Think of an Australian TV show. Now think of another. If all you can come up with is Neighbours or Home and Away, then you might be missing out. Although the UK and the US have come to dominate the airwaves, particularly with dramas, Australia has its own hidden gems which have largely escaped popular attention.
One such show which has yet to gain the mass global audience it deserves is Wentworth. First broadcast in 2013 and available in the UK on Amazon Prime, this Australian prison drama explores the modern-day lives and prison politics of women residing in Wentworth Detention Centre.
The first season focuses predominantly on the character of Bea Smith (Danielle Cormack), who is brought to Wentworth after attempting to murder her husband. As the season unfolds, we learn more about her backstory and watch her contend with prison life as it eventually hardens her. We are also introduced to the other women in her cell block and, through a dispersion of flashbacks which break up the linear narrative, we find out more about each woman’s past and how she ended up at Wentworth.
The first episode, ‘No Place Like Home’, concludes with the murder of a prison guard during a small-scale riot which then forms the underlying basis of the rest of the season as her husband (also a prison guard) seeks answers. Through this first season, typical prison drama storylines are played out – the politics of drug smuggling and distribution, rivalry over who is ‘top dog’ in the prison hierarchy and the emergence of same-sex relationships between prisoners – but with a gritty, gripping edge that marks the show out as exceptional.
For those who have enjoyed the female focussed, stylistic format of Orange is the New Black but want the plot depth and darkness of Prison Break, Wentworth is the answer.
Fans of Netflix’s Orange is the New Black will immediately see parallels between the two shows. Many of the storylines are indeed similar – the initially weak main character (Bea/Piper) who toughens up as she comes to terms with prison, an inmate falling pregnant with a guard’s baby (Doreen/Daya), a transgender character (Maxine/Sophia) attempting to navigate prison life.

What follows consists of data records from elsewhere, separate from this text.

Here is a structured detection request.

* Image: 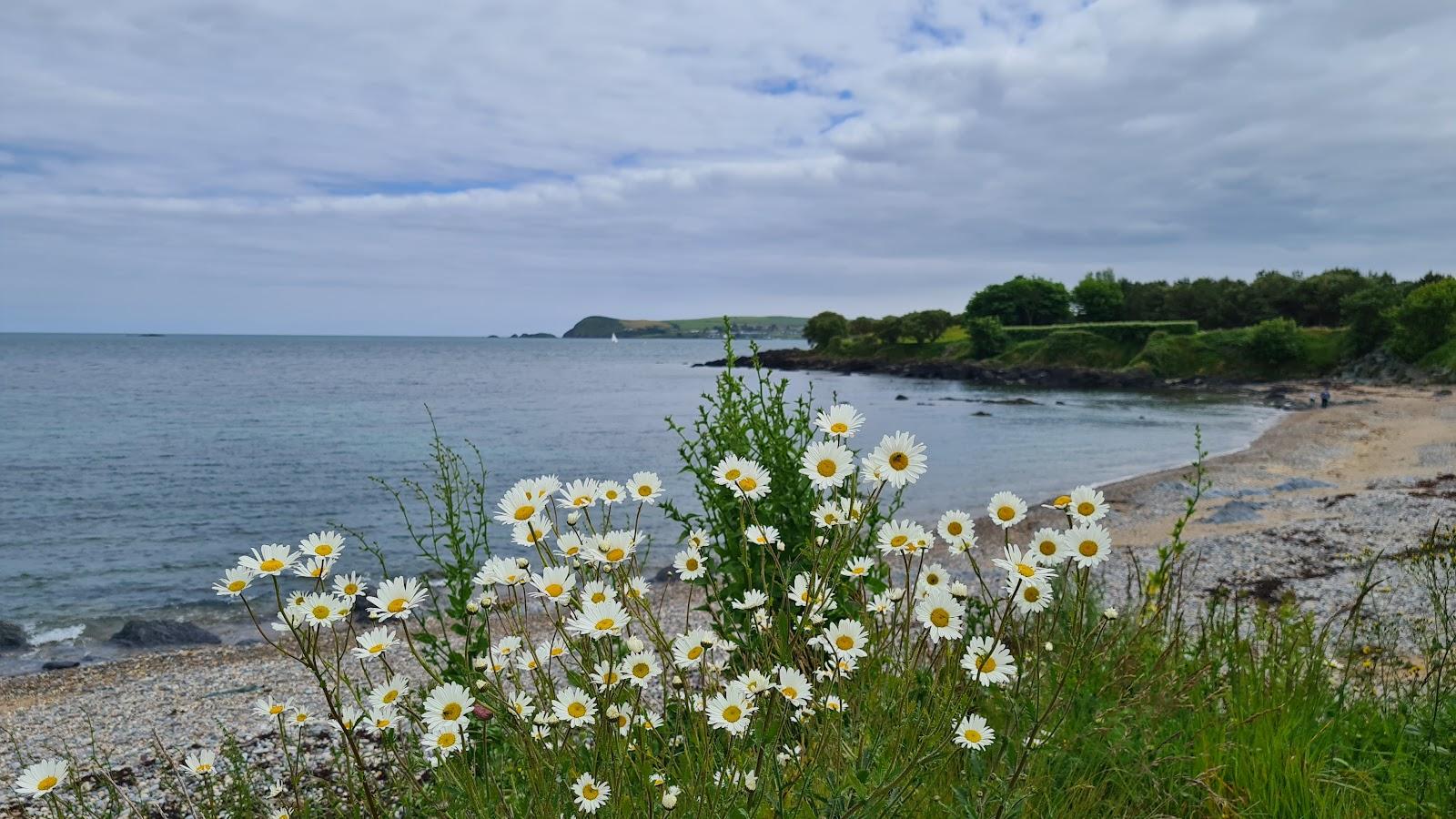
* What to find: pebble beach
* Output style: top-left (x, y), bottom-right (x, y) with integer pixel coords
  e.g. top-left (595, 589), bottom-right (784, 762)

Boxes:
top-left (0, 385), bottom-right (1456, 816)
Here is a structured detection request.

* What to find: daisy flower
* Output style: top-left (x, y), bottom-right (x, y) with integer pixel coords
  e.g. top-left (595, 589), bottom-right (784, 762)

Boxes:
top-left (238, 543), bottom-right (298, 577)
top-left (597, 480), bottom-right (628, 506)
top-left (566, 601), bottom-right (632, 640)
top-left (672, 550), bottom-right (708, 580)
top-left (1067, 487), bottom-right (1111, 523)
top-left (531, 565), bottom-right (577, 605)
top-left (495, 484), bottom-right (549, 526)
top-left (571, 774), bottom-right (612, 814)
top-left (961, 637), bottom-right (1016, 685)
top-left (551, 685), bottom-right (597, 729)
top-left (420, 682), bottom-right (475, 730)
top-left (369, 676), bottom-right (410, 710)
top-left (915, 587), bottom-right (966, 642)
top-left (992, 543), bottom-right (1057, 592)
top-left (986, 492), bottom-right (1026, 529)
top-left (298, 531), bottom-right (344, 560)
top-left (935, 509), bottom-right (976, 554)
top-left (866, 431), bottom-right (925, 488)
top-left (743, 526), bottom-right (779, 547)
top-left (1066, 523), bottom-right (1112, 565)
top-left (1016, 580), bottom-right (1051, 613)
top-left (15, 759), bottom-right (71, 799)
top-left (814, 404), bottom-right (864, 439)
top-left (628, 472), bottom-right (662, 502)
top-left (733, 589), bottom-right (769, 612)
top-left (1026, 528), bottom-right (1072, 565)
top-left (839, 557), bottom-right (875, 577)
top-left (182, 749), bottom-right (217, 777)
top-left (622, 652), bottom-right (662, 688)
top-left (824, 618), bottom-right (869, 657)
top-left (354, 625), bottom-right (399, 660)
top-left (333, 571), bottom-right (369, 598)
top-left (799, 441), bottom-right (854, 490)
top-left (956, 714), bottom-right (996, 751)
top-left (708, 685), bottom-right (754, 736)
top-left (774, 666), bottom-right (814, 707)
top-left (369, 577), bottom-right (425, 620)
top-left (213, 567), bottom-right (253, 598)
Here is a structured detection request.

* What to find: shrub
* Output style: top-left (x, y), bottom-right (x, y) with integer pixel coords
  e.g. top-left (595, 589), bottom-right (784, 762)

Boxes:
top-left (966, 317), bottom-right (1006, 359)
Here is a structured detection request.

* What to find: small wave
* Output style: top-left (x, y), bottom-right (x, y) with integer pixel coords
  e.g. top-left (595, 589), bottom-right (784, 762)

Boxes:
top-left (31, 625), bottom-right (86, 645)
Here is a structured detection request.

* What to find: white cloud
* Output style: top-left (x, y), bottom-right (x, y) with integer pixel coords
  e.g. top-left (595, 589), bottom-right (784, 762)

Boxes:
top-left (0, 0), bottom-right (1456, 332)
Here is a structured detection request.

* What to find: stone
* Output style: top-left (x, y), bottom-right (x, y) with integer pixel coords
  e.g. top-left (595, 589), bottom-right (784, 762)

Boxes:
top-left (111, 620), bottom-right (223, 649)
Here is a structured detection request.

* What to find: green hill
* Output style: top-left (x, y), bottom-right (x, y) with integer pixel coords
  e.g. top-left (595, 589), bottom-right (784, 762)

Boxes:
top-left (562, 317), bottom-right (808, 339)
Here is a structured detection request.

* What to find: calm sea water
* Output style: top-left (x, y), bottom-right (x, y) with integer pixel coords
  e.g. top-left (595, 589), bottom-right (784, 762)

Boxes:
top-left (0, 335), bottom-right (1272, 667)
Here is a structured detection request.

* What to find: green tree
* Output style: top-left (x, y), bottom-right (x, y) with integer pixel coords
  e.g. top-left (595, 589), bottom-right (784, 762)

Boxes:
top-left (966, 276), bottom-right (1072, 325)
top-left (1390, 278), bottom-right (1456, 361)
top-left (804, 310), bottom-right (849, 349)
top-left (1245, 319), bottom-right (1305, 373)
top-left (1072, 268), bottom-right (1123, 322)
top-left (966, 317), bottom-right (1006, 359)
top-left (903, 310), bottom-right (956, 344)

However, whilst Orange is the New Black has wavered in the direction it has taken, often substituting gripping drama for more light-hearted comedy or stepping away from an entirely fictional narrative by bringing in contemporary politics and commentary on the nature of mass incarceration and racial injustices in the United States, Wentworth has remained consistent. It has remained committed to its fictional plot, which, even by season six, remains well thought out and ever-shocking. It is a more honest reflection of prison life; its dark, gritty, violent plots and unpredictable plot twists are a stark contrast to the sometimes romanticised prison life depicted in Orange is the New Black.
Whilst Wentworth actually follows on from an earlier Australian show, Prisoner: Cell Block H (which was broadcast in the 1980s), it nevertheless triumphs as a stand-alone show. Its depiction of prison life is harrowing, its development of authentic female characters is successful, and its storylines are deliberate and intricate. For those who have enjoyed the female focussed, stylistic format of Orange is the New Black but want the plot depth and darkness of Prison Break, Wentworth is the answer.